Virginia-based American Tradition Partnership is headlining a group that wants the federal court to immediately undo Montana's donation limits for individuals, political action committees, political parties and others. It also wants to do away with state laws that require disclaimers on attack ads, and ban false statements in those attacks.
ATP is joined in the lawsuit by the Montana Right to Life Association, Lake County Republican Central Committee, Beaverhead County Republican Central Committee and other conservative groups. The coalition told U.S. District Judge Charles Lovell that the restrictions are an unconstitutional restriction of free speech.
The Montana attorney general's office is defending the limits as necessary to prevent political corruption.
An attorney representing the groups said that the campaign spending limits go too far. Noel Johnson argued that limiting the amount political parties can donate to their own candidates serves no anti-corruption since they naturally are supportive of each other.
The state argued the issues overlap a separate case brought by the group that's now before the U.S. Supreme Court that seeks to overturn Montana's ban on corporations spending to help elect or defeat candidates. Assistant attorney General Michael Black said the lower federal court shouldn't intervene until the higher court settles some of the issues in the other case.

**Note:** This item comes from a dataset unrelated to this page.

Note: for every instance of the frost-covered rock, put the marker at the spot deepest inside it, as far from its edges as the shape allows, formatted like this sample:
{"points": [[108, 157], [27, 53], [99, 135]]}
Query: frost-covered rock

A day earlier, The Montana Attorney General told the U.S. Supreme Court in a filing that the state's century-old ban on direct corporate political donations has helped safeguard Montana from the "scourge of political corruption." The nation's high court is weighing a request from American Tradition Partnership to immediately overturn the Montana ban.
Both cases piggyback on the U.S. Supreme Court Citizens' United decision from last year granting political speech rights to corporations.
American Tradition Partnership has a third case that fights sanctions Montana is attempting to levy against it for allegedly violating campaign finance laws.
The attorney general's office told Lovell that the case in front of him, at the least, deserves a full trial that would include more fact-finding before he decides to make any quick decisions to toss out Montana campaign finance laws.
Lovell promised a quick decision on the request for an immediate injunction since campaign season is heating up.